Que Medellín es una ciudad de contrastes, de luces y sombras, es una afirmación proverbial. Tenemos títulos honrosísimos como ciudad más innovadora, como nueva sede, única en Iberoamérica, de un centro para el estudio de la Cuarta Revolución Industrial. En forma simultánea, el número de homicidios continúa en ascenso, como lo muestran los datos de 33 días que van de este año. La delincuencia sigue incrementándose. Y la intolerancia figura en el segundo lugar entre las causas de muerte violenta, con datos y circunstancias muy preocupantes. Abundan los elogios por la amabilidad, la hospitalidad, el buen trato a los visitantes, como lo declaró Elbacé Restrepo en su columna de ayer. Esto reconforta. Aquí hay gente queridísima. Pero también gente peligrosísima, que no es de fiar.

La vida diaria está colmada de pequeños detalles, como el insulto (gono, hijue, malpa, piro, mari, etc.) por motivos pueriles, insignificantes. Son frecuentes los desafíos y amenazas a mano armada. Un gesto, un ademán, una mirada agresiva pueden causar la reacción desproporcionada de quien se sienta ultrajado. Mínimos conflictos familiares (qué tal el homicida que mató a su papá “porque era muy agresivo”) desencadenan reacciones pavorosas, desaforadas, como si una vida no valiera nada. Maldad, crueldad, odio amontonado, enajenación mental, estados patológicos, exceso de licor o de droga, estrés elevado al máximo, etc., factores determinantes. Parece que, en parte de los casos, entre víctimas y victimarios ha habido vínculos familiares o sentimentales: Problemas que habrían podido resolverse por las buenas, si hubiera habido una mediación sensata y oportuna. La degradación de la familia, el menosprecio hasta por los más próximos.

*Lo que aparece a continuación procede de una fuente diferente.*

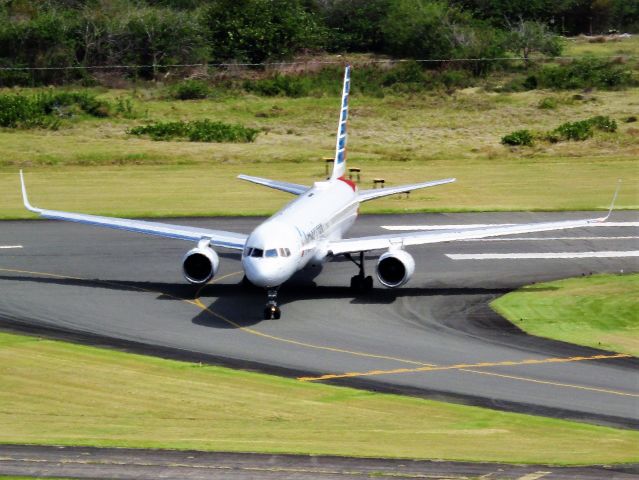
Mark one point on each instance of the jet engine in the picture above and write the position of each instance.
(200, 264)
(395, 268)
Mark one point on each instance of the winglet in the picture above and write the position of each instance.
(612, 205)
(25, 198)
(614, 199)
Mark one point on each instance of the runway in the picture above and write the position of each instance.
(436, 337)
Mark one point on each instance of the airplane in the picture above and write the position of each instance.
(309, 230)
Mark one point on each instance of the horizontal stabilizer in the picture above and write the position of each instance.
(293, 188)
(366, 195)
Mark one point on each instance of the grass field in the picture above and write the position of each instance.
(93, 166)
(65, 394)
(601, 311)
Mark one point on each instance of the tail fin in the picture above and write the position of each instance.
(339, 165)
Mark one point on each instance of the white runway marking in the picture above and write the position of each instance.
(413, 228)
(532, 239)
(541, 255)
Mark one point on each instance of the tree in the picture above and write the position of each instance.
(259, 30)
(527, 37)
(356, 24)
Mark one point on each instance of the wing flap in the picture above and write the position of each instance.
(293, 188)
(380, 242)
(218, 238)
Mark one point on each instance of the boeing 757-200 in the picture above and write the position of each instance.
(309, 230)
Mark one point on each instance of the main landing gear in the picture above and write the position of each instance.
(360, 283)
(272, 311)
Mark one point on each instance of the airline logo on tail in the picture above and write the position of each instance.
(340, 148)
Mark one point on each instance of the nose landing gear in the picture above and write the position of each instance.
(360, 283)
(272, 311)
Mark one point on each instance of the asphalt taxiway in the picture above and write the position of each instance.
(125, 464)
(436, 337)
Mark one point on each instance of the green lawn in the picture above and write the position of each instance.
(601, 311)
(93, 166)
(66, 394)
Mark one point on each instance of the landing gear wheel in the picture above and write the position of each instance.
(368, 283)
(362, 284)
(272, 312)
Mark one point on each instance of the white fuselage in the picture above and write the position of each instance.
(299, 233)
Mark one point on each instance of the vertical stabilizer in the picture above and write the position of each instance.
(339, 165)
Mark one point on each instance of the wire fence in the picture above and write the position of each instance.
(314, 62)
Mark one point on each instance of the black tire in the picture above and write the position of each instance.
(368, 283)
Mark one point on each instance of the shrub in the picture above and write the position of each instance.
(46, 109)
(190, 90)
(55, 103)
(17, 111)
(582, 130)
(586, 73)
(605, 124)
(577, 131)
(548, 103)
(197, 131)
(519, 137)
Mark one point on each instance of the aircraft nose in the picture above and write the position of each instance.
(263, 274)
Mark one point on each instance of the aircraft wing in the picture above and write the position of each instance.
(366, 195)
(217, 238)
(379, 242)
(293, 188)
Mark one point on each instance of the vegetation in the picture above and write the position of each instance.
(598, 311)
(51, 34)
(94, 166)
(577, 131)
(131, 400)
(45, 109)
(197, 131)
(584, 73)
(519, 137)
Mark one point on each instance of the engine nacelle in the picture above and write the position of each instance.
(395, 268)
(200, 265)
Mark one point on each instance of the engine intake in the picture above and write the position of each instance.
(395, 268)
(200, 265)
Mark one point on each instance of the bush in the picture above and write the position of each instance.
(519, 137)
(45, 109)
(259, 30)
(548, 103)
(197, 131)
(605, 124)
(587, 73)
(577, 131)
(17, 111)
(582, 130)
(280, 85)
(62, 103)
(190, 90)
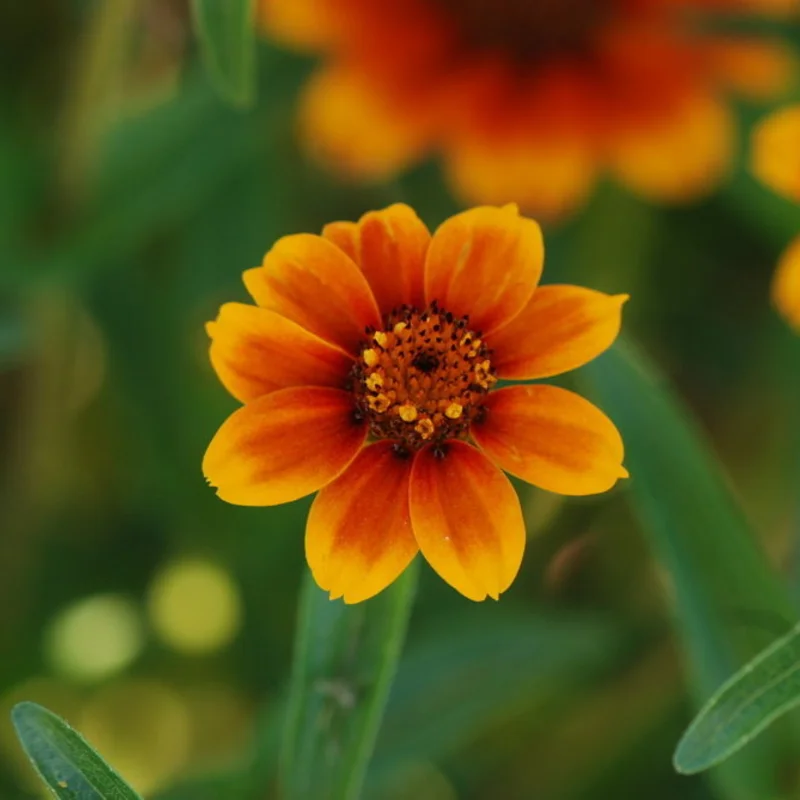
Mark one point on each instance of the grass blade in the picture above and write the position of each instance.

Gravísimo tema el que tienen gobernantes, educadores, maestros, padres de familia, para afrontar esta devastadora enfermedad social. Cuestión de primer orden para quienes aspiren a la Alcaldía y al Concejo. Asunto cinco millones de veces más importante y urgente que dotar la ciudad de hermosos senderos peatonales y ciclísticos o de obras de infraestructura descrestadoras.